Dzisiaj mikołajki więc troszkę o tym. Mam bardzo mieszane uczucia
co do tego dnia i świąt ogółem. Dlaczego? Okres świąteczny zaczyna się bardzo
wcześnie bo pod koniec listopada. Większość sklepów, gazetek, stron i innych form
sprzedających różne produkty czy też usługi przyozdabia się na świąteczno.
Wszędzie widzimy gwiazdki, choinki, aniołki, skarpety(serio?) i „Mikołaj”.
Ciężko go wyjąć z tego cudzysłowu, bo nijak ma się do postaci biskupa sprzed
wieków. Tamten rozdawał prezenty ubogim i dbał o innych, obecny „Mikołaj” łazi
po galerii rozdając małe podarunki dzieciom. Ciekawe też, że pomysł coca-coli
na grubiutkiego dziadka w czerwonym kubraczku tak dobrze się przyjął, że wyparł
archetyp. Może gdyby to pepsi wpadła na ten pomysł mielibyśmy niebieskiego
grubaska i wszystko dookoła byłoby niebieskie. Z drugiej strony mama podesłała mi pierniki, a dziewczyna zrobiła pizzę. Mikołajki są wymówką do zrobienia prezentu co też jest bardzo miłe.

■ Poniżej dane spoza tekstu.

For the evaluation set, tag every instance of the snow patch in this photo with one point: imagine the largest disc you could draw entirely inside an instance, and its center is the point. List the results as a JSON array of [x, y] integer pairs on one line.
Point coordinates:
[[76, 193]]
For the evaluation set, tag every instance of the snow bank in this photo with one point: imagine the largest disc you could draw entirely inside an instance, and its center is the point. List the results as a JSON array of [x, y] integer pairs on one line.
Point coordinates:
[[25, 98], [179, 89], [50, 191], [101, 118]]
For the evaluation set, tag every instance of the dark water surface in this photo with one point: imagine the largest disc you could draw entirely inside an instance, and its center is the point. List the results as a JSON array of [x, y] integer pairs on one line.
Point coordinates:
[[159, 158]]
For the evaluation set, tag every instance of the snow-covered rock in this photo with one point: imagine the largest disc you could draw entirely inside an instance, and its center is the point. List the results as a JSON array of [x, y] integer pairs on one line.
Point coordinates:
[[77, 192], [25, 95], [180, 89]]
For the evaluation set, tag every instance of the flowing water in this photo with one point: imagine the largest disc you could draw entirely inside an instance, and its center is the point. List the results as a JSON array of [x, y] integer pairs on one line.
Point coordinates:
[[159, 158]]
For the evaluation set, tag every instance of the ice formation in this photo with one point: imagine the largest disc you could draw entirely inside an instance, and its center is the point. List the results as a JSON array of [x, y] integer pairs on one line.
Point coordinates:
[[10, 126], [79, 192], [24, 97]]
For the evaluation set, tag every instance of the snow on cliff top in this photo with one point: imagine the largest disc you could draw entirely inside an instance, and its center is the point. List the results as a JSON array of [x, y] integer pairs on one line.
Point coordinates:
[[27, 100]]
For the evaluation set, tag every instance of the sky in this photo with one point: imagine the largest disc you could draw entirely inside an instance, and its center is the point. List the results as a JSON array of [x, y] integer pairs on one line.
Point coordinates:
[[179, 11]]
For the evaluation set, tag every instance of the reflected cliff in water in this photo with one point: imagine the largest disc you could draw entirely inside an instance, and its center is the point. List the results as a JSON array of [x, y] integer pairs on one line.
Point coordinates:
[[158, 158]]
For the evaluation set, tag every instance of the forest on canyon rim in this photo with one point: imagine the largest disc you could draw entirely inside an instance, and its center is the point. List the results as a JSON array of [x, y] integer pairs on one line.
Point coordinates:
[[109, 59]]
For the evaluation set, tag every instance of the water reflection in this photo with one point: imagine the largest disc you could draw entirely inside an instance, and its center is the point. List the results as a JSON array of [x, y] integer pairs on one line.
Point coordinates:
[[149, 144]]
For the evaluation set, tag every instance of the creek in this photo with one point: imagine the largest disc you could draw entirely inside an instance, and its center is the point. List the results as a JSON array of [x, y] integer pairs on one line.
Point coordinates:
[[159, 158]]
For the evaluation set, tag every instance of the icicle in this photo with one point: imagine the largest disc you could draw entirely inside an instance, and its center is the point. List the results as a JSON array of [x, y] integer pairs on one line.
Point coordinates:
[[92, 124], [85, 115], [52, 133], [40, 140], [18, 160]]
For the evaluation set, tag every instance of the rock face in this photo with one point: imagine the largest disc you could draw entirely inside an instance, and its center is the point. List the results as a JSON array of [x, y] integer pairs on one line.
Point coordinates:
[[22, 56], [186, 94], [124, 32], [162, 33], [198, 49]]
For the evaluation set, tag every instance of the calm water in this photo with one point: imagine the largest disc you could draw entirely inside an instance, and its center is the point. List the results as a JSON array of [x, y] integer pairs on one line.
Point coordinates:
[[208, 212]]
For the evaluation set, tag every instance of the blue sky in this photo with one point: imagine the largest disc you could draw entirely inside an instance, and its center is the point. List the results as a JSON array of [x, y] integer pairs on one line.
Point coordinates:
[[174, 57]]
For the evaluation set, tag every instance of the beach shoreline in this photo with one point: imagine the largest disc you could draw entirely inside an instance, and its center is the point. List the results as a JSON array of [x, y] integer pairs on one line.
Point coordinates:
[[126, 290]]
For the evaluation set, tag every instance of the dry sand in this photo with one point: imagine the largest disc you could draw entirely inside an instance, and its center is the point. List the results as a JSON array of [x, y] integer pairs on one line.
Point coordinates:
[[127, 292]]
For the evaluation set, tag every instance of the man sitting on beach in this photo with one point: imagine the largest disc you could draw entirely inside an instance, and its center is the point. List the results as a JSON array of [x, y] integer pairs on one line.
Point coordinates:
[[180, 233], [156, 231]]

Przez tak wczesne zasypanie nas klimatem świątecznym może się stać tak,
że na same święta już będziemy tak bardzo przyzwyczajeni do tej atmosfery, że
nie są one niczym specjalnym. To trochę jak jeść czekoladę codziennie, nie jest
tak czadowa jak jedzona raz na tydzień(propozycja dla odważnych). Do
wszystkiego się przyzwyczajamy czego najlepszym przykładem są ludzie
mieszkający przy lotnisku czy przy stacji kolejowej, którzy nie słyszą
pociągów(chyba że się skupią). Parę lat temu miałem dość już tych całych świąt
przez kolejki w sklepach, nieznośną muzykę, wszechobecny kolor czerwony i
zimno. Ale pewnego dnia siedziałem w samochodzie gdy zauważyłem faceta
pchającego samochód, który próbował zapaść w zimowy sen. Nie zastanawiając się
podbiegłem by pomóc. Mocarnym pchnięciem obudziliśmy samochód, który pełen gracji i radości pohasał
dalej. Jak się okazało facet, który pchał samochód był przypadkowym przechodniem. Wtedy poczułem klimat świąt - pchając czyjegoś żęcha na obśnieżonej drodze.
Do czego zmierzam? Proponuję podzielić „klimat świąteczny” na dwa
elementy. Pierwszy czysto komercyjny przejawiający się w reklamach – ozdoby w
reklamach, czapki Mikołaja, gwiazdki i
tego typu pierdołki. Drugim elementem klimatu świątecznego niech będą już te
prawdziwe święta – pomaganie obcemu w pchaniu samochodu, ponowna nauka
żonglowania mandarynkami, pokłute ręce od stawiania choinki, lepienie
pierogów/smażenie karpia/podkradanie ciastek, dawanie prezentów bliskim i
oczywiście nieśmiertelny „Kevin sam w domu”.